Championship math after three rounds
Three races in, the championship is genuinely competitive. Let’s break down where things stand.
Drivers’ Championship#
| Pos | Driver | Points | Wins |
|---|---|---|---|
| 1 | Verstappen | 71 | 2 |
| 2 | Norris | 56 | 1 |
| 3 | Piastri | 41 | 0 |
| 4 | Leclerc | 39 | 0 |
| 5 | Hamilton | 31 | 0 |
Max leads by 15 points. That sounds comfortable until you remember that’s barely more than one DNF away from being level.
What history tells us#
Looking at the last decade of openings:
- 2024: Max led by 18 after three rounds, won the title
- 2023: Max led by 39 after three rounds, won the title
- 2022: Leclerc led Max by 39 after three rounds, lost the title
- 2021: Hamilton led Max by 1 after three rounds, lost the title
- 2020: Bottas led Hamilton by 5 after three rounds, lost the title
The pattern is clear: leading after round three correlates weakly with winning.
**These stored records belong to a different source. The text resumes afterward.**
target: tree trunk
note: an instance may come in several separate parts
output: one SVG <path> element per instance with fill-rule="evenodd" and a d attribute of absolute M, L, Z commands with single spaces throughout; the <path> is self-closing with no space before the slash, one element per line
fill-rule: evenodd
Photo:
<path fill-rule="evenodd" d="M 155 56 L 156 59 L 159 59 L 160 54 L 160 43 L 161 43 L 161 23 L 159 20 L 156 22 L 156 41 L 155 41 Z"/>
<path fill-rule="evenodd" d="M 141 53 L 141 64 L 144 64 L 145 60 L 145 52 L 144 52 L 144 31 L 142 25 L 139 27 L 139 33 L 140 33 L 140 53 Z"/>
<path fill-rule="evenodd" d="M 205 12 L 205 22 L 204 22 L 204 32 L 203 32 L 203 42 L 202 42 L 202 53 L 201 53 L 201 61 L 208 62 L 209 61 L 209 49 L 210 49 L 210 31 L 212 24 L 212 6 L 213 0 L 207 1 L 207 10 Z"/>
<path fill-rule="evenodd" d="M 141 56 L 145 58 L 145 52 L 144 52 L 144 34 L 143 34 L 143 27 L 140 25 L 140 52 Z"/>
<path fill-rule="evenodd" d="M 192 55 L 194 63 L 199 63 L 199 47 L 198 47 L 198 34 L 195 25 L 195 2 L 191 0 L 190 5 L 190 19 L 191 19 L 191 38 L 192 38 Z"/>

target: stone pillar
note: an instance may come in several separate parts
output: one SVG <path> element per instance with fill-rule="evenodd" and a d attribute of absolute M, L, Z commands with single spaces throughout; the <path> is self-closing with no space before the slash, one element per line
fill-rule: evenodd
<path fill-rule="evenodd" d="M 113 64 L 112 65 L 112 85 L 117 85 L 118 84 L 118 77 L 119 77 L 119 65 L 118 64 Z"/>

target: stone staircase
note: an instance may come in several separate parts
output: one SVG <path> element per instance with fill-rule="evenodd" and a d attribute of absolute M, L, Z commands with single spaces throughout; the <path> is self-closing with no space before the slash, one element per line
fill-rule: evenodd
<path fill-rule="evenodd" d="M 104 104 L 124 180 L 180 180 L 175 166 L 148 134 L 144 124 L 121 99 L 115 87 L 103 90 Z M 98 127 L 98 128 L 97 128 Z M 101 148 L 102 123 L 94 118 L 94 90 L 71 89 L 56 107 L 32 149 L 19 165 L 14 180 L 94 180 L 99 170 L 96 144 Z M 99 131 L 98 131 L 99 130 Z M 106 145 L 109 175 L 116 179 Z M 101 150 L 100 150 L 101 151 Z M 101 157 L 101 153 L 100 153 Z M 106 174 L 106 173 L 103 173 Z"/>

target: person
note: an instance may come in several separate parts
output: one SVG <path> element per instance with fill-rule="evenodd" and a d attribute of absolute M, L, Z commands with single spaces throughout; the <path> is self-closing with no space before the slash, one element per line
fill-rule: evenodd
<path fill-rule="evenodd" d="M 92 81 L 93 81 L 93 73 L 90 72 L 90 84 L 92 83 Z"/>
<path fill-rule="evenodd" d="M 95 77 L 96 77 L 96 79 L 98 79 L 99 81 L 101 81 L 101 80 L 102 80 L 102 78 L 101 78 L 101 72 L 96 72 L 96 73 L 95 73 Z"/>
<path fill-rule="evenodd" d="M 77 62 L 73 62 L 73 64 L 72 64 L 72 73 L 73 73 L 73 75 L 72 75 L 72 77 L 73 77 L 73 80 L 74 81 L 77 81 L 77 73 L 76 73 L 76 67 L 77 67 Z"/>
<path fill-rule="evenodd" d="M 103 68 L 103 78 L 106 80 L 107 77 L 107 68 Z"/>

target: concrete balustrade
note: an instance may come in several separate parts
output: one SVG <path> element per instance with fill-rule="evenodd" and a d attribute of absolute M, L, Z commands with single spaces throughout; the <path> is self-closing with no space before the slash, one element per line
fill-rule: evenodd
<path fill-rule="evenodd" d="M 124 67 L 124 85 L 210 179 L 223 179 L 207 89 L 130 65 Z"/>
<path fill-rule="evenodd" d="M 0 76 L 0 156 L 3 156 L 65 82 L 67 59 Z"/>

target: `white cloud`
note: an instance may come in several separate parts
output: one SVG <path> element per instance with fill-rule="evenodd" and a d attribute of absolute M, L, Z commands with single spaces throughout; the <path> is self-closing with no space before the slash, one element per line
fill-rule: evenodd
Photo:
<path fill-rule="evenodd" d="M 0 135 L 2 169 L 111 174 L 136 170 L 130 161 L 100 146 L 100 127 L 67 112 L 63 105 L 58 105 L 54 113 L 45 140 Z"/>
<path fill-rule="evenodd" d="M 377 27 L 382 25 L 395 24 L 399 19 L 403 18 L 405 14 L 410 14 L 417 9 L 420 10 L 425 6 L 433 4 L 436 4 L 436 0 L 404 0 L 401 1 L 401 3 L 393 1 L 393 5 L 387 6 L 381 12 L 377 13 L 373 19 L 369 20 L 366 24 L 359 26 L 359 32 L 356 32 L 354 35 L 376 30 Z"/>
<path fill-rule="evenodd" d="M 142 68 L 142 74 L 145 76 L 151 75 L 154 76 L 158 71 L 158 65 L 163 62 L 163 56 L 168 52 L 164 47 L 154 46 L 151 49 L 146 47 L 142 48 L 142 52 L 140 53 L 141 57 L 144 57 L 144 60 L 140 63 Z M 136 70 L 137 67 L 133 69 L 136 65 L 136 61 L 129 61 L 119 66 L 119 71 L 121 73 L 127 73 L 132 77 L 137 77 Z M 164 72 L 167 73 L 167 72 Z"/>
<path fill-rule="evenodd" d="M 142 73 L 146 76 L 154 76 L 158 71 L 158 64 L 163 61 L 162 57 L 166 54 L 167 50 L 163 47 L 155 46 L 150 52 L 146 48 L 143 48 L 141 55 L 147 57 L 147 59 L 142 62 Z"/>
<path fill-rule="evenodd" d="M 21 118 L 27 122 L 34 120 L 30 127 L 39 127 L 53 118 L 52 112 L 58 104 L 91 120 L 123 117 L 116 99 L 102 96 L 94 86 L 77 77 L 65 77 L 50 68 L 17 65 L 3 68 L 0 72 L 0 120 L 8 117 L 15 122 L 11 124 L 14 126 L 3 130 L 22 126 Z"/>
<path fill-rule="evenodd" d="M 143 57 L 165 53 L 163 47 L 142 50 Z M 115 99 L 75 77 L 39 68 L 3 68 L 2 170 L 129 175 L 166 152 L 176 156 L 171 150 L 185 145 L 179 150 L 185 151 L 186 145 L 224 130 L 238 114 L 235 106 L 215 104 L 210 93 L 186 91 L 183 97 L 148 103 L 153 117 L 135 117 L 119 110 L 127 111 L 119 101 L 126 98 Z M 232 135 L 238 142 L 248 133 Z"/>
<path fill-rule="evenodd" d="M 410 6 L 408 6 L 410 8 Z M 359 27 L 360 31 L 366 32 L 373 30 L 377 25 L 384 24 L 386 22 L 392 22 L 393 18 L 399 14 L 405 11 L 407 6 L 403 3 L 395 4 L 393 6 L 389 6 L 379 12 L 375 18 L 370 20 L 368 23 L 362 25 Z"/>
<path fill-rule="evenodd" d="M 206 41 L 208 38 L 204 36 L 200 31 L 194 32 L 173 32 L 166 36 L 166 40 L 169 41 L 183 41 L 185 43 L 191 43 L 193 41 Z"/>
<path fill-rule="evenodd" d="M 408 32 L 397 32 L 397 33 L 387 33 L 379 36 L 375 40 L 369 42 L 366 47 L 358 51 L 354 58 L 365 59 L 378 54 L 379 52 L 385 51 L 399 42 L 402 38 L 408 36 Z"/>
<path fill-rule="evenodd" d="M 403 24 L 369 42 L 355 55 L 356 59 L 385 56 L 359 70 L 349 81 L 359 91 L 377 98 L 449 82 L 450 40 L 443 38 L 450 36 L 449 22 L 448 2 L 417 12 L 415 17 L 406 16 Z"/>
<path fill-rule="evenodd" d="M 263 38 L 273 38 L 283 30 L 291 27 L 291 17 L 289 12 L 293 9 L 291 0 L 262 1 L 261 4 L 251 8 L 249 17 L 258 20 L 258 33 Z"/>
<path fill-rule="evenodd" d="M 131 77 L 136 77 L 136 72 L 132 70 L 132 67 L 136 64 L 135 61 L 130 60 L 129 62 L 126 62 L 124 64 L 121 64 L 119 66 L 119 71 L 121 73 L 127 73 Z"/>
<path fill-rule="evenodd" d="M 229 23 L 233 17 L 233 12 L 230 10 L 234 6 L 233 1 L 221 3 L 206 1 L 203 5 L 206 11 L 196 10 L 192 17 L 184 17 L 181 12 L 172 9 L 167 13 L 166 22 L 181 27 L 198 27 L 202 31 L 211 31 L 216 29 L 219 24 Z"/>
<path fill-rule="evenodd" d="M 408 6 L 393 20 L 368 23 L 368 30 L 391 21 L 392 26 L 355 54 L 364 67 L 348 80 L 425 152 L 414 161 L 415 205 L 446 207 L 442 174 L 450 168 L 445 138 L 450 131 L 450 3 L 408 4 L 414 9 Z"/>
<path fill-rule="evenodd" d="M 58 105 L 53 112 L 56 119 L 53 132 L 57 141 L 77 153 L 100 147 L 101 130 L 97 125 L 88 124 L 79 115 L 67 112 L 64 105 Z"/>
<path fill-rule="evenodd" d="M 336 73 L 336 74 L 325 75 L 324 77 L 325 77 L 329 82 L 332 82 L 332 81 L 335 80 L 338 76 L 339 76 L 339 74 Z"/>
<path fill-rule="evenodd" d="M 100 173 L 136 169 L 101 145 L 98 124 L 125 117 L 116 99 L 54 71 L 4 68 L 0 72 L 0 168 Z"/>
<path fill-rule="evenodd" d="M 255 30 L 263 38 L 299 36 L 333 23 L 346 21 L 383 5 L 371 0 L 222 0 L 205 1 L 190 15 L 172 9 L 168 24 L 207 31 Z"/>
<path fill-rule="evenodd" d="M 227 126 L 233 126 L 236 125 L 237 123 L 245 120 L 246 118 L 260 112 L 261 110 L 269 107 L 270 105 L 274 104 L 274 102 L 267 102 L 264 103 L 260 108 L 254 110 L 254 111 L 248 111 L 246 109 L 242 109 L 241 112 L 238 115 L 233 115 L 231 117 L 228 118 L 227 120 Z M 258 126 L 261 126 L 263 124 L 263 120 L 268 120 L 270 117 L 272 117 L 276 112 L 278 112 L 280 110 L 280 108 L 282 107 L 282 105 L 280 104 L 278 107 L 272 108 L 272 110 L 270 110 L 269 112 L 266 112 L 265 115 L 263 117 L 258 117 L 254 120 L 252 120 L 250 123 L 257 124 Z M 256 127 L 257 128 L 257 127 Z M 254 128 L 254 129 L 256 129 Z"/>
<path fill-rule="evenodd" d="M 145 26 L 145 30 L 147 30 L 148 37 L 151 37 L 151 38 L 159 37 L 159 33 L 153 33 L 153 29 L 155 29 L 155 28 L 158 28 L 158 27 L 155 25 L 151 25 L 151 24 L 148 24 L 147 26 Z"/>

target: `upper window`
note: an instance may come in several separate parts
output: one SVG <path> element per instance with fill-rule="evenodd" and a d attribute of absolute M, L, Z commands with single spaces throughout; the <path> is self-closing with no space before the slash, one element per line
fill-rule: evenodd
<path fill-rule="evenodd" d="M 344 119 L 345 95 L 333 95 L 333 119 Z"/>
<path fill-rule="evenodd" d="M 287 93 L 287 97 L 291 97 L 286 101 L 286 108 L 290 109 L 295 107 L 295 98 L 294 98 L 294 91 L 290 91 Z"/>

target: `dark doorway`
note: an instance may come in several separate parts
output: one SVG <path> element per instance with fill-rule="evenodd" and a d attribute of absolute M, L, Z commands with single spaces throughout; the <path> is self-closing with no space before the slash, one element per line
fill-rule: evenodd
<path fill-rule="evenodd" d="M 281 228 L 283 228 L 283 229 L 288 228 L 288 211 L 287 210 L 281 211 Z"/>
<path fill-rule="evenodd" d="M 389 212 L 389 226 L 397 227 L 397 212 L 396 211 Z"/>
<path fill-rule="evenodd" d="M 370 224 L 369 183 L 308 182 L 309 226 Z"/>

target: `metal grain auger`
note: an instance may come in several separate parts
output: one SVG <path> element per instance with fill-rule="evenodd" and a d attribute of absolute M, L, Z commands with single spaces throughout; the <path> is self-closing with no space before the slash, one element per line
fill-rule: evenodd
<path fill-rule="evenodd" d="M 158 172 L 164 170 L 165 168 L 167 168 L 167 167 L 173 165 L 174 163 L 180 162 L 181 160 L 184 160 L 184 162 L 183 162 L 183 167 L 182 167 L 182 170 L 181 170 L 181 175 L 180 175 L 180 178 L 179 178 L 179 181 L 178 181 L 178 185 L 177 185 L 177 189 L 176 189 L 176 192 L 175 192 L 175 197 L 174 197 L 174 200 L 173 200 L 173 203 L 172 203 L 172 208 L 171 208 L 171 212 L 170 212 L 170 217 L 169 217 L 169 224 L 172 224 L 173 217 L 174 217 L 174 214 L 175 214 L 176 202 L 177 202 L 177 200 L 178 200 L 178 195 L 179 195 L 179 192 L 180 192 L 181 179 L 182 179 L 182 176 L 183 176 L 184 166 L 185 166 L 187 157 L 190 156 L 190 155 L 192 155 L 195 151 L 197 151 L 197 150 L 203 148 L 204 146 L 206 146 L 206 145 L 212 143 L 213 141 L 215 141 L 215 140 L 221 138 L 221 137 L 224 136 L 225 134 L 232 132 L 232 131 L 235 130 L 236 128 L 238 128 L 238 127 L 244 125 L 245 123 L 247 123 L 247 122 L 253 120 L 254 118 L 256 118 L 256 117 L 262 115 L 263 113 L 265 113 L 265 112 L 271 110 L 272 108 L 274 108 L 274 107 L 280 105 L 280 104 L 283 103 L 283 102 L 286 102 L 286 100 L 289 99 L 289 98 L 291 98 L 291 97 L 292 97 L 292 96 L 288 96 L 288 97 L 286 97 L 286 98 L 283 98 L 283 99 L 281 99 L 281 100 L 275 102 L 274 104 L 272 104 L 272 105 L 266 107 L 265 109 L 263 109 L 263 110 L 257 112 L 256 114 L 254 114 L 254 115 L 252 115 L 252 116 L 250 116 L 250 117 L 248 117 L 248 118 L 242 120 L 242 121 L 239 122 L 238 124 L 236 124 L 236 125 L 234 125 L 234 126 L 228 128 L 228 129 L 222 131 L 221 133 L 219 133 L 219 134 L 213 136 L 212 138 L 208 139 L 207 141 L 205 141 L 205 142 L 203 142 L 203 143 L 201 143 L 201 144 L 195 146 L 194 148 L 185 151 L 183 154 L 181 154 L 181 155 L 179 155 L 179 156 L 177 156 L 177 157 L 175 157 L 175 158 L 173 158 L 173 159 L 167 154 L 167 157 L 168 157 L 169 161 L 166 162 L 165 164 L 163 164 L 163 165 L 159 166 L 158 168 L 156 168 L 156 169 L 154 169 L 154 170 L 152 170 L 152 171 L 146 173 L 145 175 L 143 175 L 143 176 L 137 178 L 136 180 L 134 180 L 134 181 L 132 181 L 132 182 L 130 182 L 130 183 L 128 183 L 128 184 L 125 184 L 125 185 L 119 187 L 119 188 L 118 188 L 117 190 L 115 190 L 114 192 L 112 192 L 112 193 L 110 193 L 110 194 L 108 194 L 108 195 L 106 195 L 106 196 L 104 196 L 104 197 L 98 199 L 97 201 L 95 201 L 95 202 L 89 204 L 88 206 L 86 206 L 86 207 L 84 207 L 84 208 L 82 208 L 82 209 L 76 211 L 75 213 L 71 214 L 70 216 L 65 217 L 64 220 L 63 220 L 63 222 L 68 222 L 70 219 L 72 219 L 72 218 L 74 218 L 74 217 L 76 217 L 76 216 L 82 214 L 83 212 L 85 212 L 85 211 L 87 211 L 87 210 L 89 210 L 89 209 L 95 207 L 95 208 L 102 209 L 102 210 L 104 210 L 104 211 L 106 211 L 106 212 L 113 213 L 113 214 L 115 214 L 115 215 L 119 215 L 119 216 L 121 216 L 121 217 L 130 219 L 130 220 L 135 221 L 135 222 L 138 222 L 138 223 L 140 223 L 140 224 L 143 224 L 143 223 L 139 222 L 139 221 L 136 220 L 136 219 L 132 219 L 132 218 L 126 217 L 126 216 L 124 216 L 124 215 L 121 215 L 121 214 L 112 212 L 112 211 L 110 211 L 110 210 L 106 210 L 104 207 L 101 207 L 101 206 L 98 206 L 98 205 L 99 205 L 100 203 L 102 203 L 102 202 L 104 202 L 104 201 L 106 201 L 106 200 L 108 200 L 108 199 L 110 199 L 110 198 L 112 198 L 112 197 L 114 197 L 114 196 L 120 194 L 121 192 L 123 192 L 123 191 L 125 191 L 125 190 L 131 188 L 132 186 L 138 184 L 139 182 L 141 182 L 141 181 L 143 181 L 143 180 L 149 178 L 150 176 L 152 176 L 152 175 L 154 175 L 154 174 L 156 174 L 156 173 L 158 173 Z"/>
What matters is consistent points scoring through the middle of the season.
Where the season turns#
Historically the championship gets decided in three windows:
- The European triple-header (Imola–Monaco–Spain) — sets dominant car narrative
- The summer break — development direction either pays off or doesn’t
- The COTA-Mexico-Brazil triple — points-rich and high-stakes
McLaren needs to consistently win or finish ahead of Max at high-downforce circuits to make this competitive. Bahrain and Australia were Red Bull tracks. Imola will tell us if McLaren’s car can work in low-grip conditions, which has historically been a Red Bull weakness.
Constructors#
McLaren leads constructors by 12 points over Red Bull, because Piastri has been more consistent than Tsunoda. If Yuki picks up his pace, that gap closes fast.